EXCLUSIVE: Flint to manage Blears campaign
As speculation mounts that Hazel Blears is about to announce she is joining the Labour Deputy Leadership race I have it on good authority that her Campaign Manager will be Public Health Minister Caroline Flint MP.
Having one of Labour's acknowledged ministerial rising stars - in fact someone who had themselves been speculated about by an anonymous MP on politicalbetting.com as a potential DL contender - running Hazel's campaign sends some very good messages about the strength of her bid.
14 Comments:
Are you joking Luke? Caroline Flint? Not a heavyweight.
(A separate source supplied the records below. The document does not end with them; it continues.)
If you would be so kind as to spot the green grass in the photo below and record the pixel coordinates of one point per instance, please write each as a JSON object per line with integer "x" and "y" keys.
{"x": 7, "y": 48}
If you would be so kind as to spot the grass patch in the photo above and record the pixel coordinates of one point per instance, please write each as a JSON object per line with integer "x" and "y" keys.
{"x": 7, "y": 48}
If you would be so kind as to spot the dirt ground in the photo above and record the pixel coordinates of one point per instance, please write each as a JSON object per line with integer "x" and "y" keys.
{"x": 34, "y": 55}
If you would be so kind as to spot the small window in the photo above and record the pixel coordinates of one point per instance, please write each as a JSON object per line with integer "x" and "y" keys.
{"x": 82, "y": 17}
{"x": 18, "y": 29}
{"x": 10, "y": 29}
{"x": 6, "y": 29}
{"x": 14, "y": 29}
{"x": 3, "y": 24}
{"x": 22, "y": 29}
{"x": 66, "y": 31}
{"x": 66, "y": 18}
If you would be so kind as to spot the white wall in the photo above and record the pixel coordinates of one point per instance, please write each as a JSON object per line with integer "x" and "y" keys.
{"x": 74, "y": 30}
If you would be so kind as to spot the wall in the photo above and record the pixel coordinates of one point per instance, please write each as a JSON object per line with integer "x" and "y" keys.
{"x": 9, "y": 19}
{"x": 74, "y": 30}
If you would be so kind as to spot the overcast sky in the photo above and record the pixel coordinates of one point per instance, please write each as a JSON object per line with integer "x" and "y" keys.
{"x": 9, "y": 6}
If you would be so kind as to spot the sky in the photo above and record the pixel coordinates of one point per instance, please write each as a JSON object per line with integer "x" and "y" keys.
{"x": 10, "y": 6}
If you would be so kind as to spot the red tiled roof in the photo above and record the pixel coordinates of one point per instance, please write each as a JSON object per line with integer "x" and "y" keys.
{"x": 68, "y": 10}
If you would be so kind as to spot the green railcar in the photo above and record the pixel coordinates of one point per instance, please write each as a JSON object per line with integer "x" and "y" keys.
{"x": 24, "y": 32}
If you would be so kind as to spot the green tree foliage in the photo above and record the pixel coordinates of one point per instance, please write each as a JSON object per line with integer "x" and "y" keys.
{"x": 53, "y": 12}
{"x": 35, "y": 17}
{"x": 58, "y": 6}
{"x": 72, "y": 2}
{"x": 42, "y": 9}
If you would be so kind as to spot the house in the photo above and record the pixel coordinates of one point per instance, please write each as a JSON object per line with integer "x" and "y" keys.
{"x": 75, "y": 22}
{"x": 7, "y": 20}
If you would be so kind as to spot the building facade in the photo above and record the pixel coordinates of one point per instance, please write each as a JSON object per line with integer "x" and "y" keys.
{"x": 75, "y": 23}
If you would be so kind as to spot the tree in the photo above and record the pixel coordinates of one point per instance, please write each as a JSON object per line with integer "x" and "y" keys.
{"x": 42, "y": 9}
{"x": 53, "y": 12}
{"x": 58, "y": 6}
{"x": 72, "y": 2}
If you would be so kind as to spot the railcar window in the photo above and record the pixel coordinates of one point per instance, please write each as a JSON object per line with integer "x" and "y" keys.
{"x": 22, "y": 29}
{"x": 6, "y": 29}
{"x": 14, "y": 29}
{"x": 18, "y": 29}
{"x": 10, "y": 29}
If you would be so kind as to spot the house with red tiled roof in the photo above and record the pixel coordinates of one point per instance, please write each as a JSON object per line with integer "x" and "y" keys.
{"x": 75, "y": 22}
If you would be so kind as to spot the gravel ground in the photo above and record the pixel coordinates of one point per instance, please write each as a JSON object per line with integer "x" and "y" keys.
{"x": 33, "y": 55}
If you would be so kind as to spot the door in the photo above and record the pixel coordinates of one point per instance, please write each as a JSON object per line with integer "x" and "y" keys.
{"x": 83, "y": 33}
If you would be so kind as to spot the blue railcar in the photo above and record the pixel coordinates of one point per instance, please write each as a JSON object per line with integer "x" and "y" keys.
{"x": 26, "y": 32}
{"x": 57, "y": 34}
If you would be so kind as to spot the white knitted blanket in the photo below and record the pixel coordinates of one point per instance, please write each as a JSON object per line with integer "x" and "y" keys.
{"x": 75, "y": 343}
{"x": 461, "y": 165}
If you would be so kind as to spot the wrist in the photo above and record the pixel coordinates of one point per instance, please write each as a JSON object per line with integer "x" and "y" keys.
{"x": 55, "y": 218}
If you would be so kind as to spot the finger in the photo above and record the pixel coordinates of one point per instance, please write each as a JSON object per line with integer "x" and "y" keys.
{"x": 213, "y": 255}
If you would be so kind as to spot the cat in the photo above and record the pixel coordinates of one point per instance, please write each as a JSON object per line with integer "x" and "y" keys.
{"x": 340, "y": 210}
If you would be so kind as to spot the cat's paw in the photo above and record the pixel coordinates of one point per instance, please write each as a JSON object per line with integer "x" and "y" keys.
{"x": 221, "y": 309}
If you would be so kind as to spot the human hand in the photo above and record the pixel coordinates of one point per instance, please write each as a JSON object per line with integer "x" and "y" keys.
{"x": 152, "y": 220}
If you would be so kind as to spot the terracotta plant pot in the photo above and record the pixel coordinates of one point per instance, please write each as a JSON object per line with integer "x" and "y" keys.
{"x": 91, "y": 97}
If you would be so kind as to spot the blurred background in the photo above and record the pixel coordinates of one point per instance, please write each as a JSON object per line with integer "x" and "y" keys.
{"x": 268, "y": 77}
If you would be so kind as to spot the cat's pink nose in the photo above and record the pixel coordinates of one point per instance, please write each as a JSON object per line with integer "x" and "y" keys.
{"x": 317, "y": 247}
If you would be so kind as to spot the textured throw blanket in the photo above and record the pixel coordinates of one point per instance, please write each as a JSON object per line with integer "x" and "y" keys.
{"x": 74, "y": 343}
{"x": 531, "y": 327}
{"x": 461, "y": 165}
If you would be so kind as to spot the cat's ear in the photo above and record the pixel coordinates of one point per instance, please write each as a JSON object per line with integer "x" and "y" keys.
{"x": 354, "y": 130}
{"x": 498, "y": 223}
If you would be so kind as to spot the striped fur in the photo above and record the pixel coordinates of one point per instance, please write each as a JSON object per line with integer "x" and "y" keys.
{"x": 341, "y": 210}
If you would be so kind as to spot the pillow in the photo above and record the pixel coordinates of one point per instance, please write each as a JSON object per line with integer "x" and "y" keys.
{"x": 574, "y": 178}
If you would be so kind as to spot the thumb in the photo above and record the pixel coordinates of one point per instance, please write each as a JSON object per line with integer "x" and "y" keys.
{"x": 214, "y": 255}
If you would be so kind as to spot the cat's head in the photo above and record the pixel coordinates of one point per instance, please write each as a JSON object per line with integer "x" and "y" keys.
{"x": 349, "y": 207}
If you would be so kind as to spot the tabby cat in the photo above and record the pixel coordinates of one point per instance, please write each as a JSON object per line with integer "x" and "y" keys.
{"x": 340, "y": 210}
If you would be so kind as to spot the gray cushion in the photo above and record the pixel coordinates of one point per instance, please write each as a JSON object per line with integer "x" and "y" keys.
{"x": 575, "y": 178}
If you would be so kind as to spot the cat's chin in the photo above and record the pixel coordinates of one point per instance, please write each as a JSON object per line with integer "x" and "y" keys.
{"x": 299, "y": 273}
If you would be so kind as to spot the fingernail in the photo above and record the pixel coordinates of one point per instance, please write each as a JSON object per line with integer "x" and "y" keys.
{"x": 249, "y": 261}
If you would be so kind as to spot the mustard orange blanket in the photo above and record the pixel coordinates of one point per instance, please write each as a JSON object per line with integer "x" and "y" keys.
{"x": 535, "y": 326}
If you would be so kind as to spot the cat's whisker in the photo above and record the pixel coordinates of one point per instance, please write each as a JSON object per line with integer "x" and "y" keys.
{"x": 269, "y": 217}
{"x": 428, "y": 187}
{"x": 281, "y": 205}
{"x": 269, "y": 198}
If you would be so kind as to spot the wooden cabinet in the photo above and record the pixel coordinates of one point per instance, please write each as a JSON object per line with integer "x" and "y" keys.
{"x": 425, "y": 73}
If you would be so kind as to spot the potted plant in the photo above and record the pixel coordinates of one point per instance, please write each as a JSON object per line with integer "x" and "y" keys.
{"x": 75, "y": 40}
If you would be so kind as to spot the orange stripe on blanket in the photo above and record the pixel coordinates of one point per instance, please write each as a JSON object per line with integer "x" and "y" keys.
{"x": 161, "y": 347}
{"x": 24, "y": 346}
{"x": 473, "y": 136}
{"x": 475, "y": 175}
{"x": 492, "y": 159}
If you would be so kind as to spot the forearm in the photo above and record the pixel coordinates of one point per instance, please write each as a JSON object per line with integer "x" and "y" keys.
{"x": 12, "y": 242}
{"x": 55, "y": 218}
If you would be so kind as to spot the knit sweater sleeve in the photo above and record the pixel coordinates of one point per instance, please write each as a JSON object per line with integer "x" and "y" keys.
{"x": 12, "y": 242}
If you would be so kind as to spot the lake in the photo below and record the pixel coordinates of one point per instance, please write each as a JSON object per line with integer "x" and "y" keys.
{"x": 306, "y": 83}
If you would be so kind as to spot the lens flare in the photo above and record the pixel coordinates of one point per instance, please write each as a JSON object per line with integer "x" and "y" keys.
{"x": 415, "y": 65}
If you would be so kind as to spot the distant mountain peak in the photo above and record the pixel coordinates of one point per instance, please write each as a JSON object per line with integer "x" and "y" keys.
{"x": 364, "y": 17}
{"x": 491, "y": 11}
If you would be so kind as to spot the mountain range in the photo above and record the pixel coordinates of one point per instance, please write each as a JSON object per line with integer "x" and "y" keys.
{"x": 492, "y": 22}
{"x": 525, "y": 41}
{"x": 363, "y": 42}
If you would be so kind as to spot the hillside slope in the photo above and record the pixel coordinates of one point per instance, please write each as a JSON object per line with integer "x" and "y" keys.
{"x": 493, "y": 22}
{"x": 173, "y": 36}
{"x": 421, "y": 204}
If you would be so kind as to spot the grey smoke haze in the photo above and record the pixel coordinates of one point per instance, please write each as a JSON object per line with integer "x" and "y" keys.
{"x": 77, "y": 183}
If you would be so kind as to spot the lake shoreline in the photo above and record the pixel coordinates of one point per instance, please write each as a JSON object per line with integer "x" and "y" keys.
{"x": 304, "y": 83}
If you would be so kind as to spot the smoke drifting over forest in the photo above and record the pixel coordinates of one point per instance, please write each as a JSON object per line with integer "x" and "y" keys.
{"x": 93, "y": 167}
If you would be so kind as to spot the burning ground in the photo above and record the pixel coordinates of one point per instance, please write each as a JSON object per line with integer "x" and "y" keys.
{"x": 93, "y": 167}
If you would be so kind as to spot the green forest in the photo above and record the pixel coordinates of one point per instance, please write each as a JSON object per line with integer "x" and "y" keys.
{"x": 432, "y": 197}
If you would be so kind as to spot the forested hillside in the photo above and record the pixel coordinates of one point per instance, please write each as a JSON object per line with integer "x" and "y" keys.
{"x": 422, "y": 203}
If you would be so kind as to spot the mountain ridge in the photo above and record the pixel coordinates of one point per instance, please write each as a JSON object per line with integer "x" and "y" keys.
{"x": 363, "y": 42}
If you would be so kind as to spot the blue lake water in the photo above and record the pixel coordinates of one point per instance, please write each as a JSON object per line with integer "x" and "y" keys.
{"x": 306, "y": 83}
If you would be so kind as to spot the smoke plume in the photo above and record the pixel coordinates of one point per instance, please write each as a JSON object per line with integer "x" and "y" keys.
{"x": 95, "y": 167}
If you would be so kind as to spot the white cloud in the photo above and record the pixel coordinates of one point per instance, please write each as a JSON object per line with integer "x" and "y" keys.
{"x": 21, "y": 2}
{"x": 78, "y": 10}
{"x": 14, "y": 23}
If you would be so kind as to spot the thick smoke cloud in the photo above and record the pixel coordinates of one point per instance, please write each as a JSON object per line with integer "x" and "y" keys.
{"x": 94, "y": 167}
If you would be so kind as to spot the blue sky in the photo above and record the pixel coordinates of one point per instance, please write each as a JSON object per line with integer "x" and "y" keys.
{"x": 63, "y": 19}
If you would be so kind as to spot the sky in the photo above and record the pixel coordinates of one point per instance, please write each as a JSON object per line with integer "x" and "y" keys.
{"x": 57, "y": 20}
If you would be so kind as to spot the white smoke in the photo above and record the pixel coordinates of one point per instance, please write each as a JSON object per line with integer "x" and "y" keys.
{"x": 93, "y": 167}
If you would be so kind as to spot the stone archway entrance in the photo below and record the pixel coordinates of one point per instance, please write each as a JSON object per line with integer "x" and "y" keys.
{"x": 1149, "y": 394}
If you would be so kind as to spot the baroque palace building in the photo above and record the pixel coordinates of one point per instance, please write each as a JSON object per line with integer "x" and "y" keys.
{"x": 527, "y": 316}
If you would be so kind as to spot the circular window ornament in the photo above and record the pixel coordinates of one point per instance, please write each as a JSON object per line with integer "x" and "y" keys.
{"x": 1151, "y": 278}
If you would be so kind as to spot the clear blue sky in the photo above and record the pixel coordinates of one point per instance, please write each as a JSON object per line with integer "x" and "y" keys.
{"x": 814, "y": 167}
She'd be better off having you manage her campaign mate.
9:08 am, February 22, 2007
Henry,
anyone who chaired the NOLS Conference in Hull in 1984 when Militant stormed the stage is a heavyweight in my book.
9:56 am, February 22, 2007
Is Blears' entry in the race going to kill Harriet's chances to get on the ballot paper?
12:54 pm, February 22, 2007
"Andrea said...
Is Blears' entry in the race going to kill Harriet's chances to get on the ballot paper?"
Let's hope so, Andrea, let's hope so!
4:51 pm, February 22, 2007
I welcome Hazel Blears' entry into the contest. She is a competent, likeable and savvy MP and Minister. But she is not going to win - you know it, I know it and the majority of Labour members know it. So why stand?
PS - I was at the conference in Hull in 1984 - nobody 'chaired' anything, it was complete bedlam!
10:07 pm, February 22, 2007
Chairing a student conference isn't heavyweight. By the way Luke as a fellow enemy of Militant have you seen the drama GBH? It totally skipped by me at the time but I'm gripped by it. I think new members who have joined a post-militant Labour Party should watch it to see what we were up against and how outrageous that the Bennites actually defended these people.
10:15 pm, February 22, 2007
As a current Nolsie all I'll add to this thread is this: thank fuck Nols Conference hasn't been in Hull recently.
10:26 pm, February 22, 2007
Yes I have seen GBH first time round.
Mike - by what great insight are you able to predict Hazel won't win? There hasn't been any meaningful polling yet of members or trade unionists. I think she, AJ and Cruddas are the most likely to get nominated. I have no idea what the final result will be, but people should vote for who they believe in rather than trying to second guess & vote tactically - it's not first past - it's transferable voting - so there are no "wasted votes".
8:07 am, February 23, 2007
Luke - likewise I am not sure how you can infer that AJ, Cruddas and Blears are likely to get nominated. As I said, I welcome Hazel Blears but I just don't think she has any chance of winning (nor do, I think, does she) - of course you and others should vote for who you want but... where will your second preference be going?
8:41 am, February 23, 2007
Probable order of transfers for me is 2 - Johnson, 3- Benn, 4- Cruddas.
8:45 am, February 23, 2007
Hazel blears would make an excellent Deputy Leader. She is passionate, worked hard in the north west for her constituency and is full of ideas.
10:37 am, February 23, 2007
Why is that anonymous Nolsie? Are Hull problematic these days?
3:06 pm, February 24, 2007
First time I met Luke was at a NOLS conference in Hull, I think...
There were some perfectly decent people in Militant, and some very nasty ones. There aren't many political groupings I couldn't say the same about. As for their politics... well it never particularly grabbed me, but I'm not sure I was the intended audience. Kind of community-trotskyism, a mixture of doctrine, sloganeering and making-it-up-as-you-go-along... I'd much rather have them back around, delivering us supporters and voters, than some of the groupings that have slipped into the vacuum that sort of politics has left behind.
As for Bennites defending them: the way the witchhunts against suspected Militants was conducted was a disgrace; transferring the NEC into a Kangaroo Court. Shutting down the party's youth wing and expelling so many people that you even got to MPs was organised lunacy. The barking declarations from many of our leaders allowed the myth that the party was rife with trotskyism to take hold in the media, and the lazy lumping-together of the left as 'trots' made sure that editors never got tired of 'reds under the bed' headlines. Utter madness.
3:22 pm, February 24, 2007
I too was at the NOLS conference at Hull in 1984 and it was seeing people like Mann, Moore and Flint in action that made me realise that the Democratic Left was neither Left nor Democratic - just a shame that they and their ilk have made careers out of grinding the Labour Party towards the moral bankruptcy it now wallows in.